Work is underway to improve the health and resilience of the River Murray’s inland wetlands and floodplains.
Many years of water over-allocation and river regulation have meant a decline in the health of the River Murray, exacerbated by an extended period of drought – known as the millennium drought – across the Murray-Darling Basin.
Wetland and floodplain habitats have been hit hard. Vegetation, including many majestic river red gums, have been severely stressed. Animals have also been affected with numbers of native fish, such as the iconic Murray cod and Murray hardyhead, dwindling.
The problem? Not enough water has been coming down the Lower Murray to meet the environment’s requirements.
Why we’re taking action
The River Murray‘s many locks, weirs, barrages and upstream storages have provided greater security of water for human consumption.
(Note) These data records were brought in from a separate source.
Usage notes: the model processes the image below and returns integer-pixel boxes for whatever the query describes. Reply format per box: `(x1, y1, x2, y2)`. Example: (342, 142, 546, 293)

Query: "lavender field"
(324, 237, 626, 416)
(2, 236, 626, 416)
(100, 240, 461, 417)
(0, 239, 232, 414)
But these structures have divided the river into unconnected sections, which significantly affects seasonal and annual variations in water flows.
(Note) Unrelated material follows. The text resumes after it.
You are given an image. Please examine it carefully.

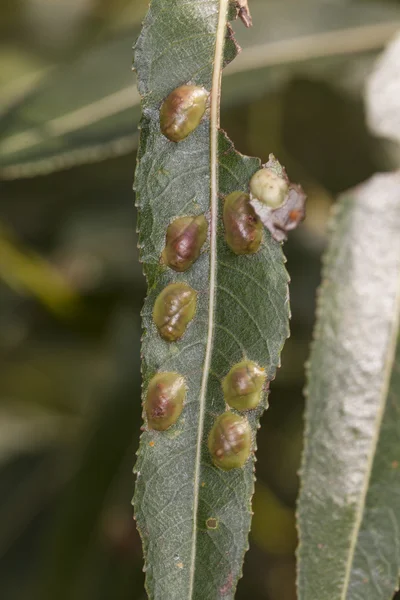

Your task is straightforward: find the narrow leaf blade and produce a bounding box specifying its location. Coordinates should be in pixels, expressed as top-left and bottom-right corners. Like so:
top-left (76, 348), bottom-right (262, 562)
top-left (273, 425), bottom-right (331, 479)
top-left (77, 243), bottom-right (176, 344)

Before the structures were introduced, the majority of wetlands and floodplains received highly variable flows, with intermittent dry and wet periods. They needed – and still do need – irregular but frequent flooding to replenish soil moisture and flush salt from soils. This enables floodplain plants and animals to survive and flourish.
Now, each section of the river is maintained at stable water levels, or pools, with the base flow river level usually higher than before weir construction began in the 1920s. This, along with increasing extraction of water from the system, has permanently altered environmental flows from the river to adjacent floodplains, anabranches and wetlands.
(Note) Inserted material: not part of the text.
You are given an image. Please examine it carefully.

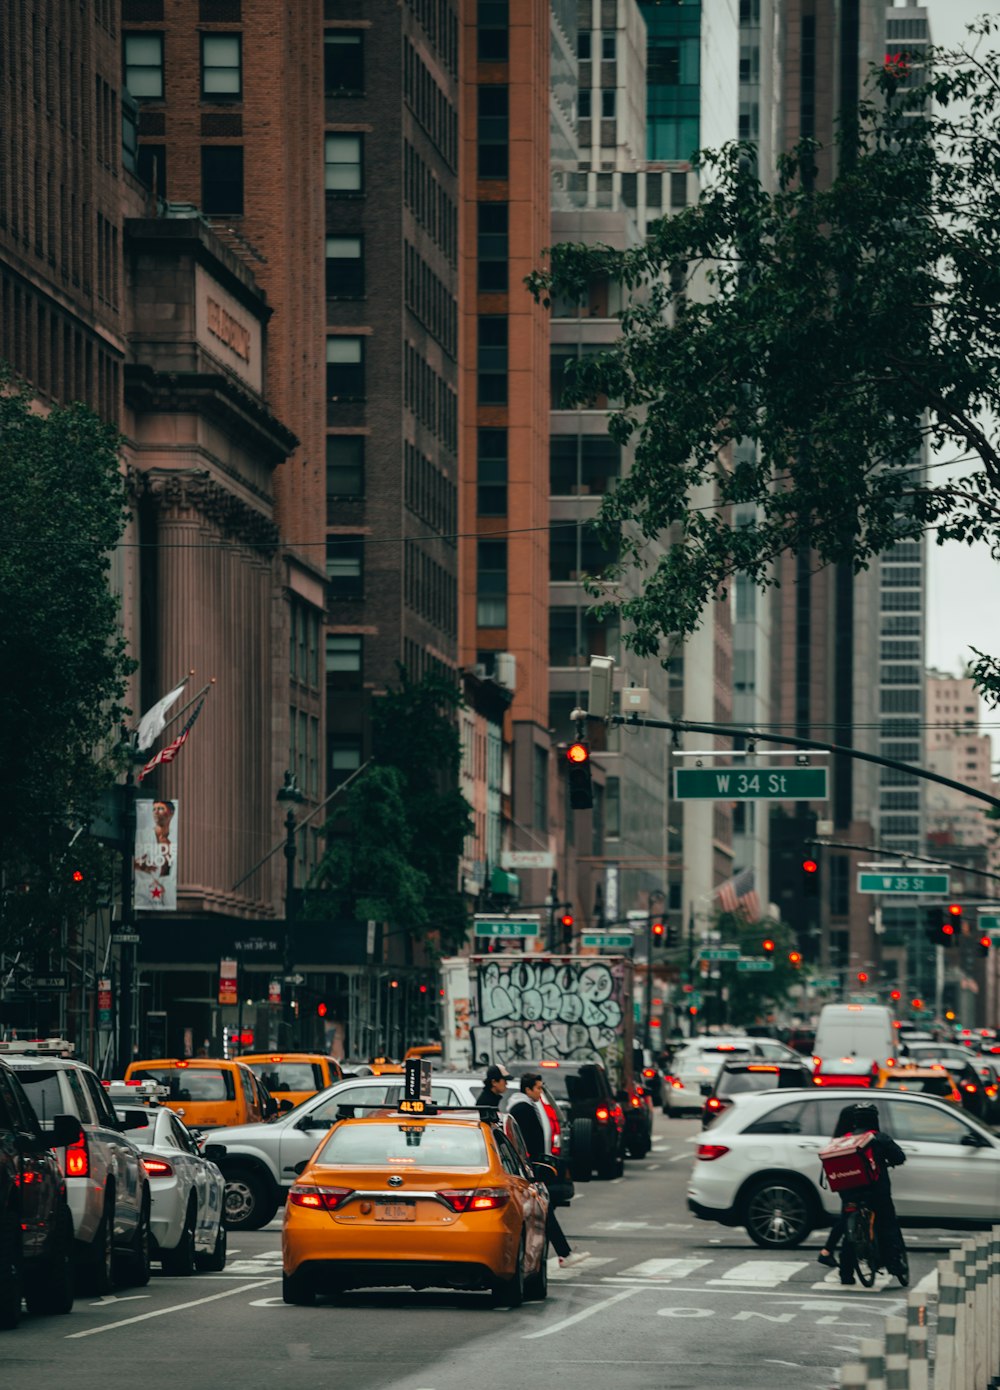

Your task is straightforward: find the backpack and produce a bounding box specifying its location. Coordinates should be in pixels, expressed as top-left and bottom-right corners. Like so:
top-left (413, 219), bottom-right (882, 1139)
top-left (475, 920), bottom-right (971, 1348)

top-left (818, 1130), bottom-right (883, 1192)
Some wetlands and many of the floodplains are now above the regulated water level and have inundation patterns that are too short and infrequent. In contrast, 87 per cent of wetlands are now permanently inundated; their inlets connect to the river below the regulated level.
Constant inundation and stable water levels have:
- restricted nature’s regeneration processes
- impeded natural nutrient cycles
- caused a decline in the diversity and extent of habitats, flora and fauna
- caused some exotic species, such as the common carp, to thrive because they favour unnatural, permanent inundation, placing further strain on wetlands.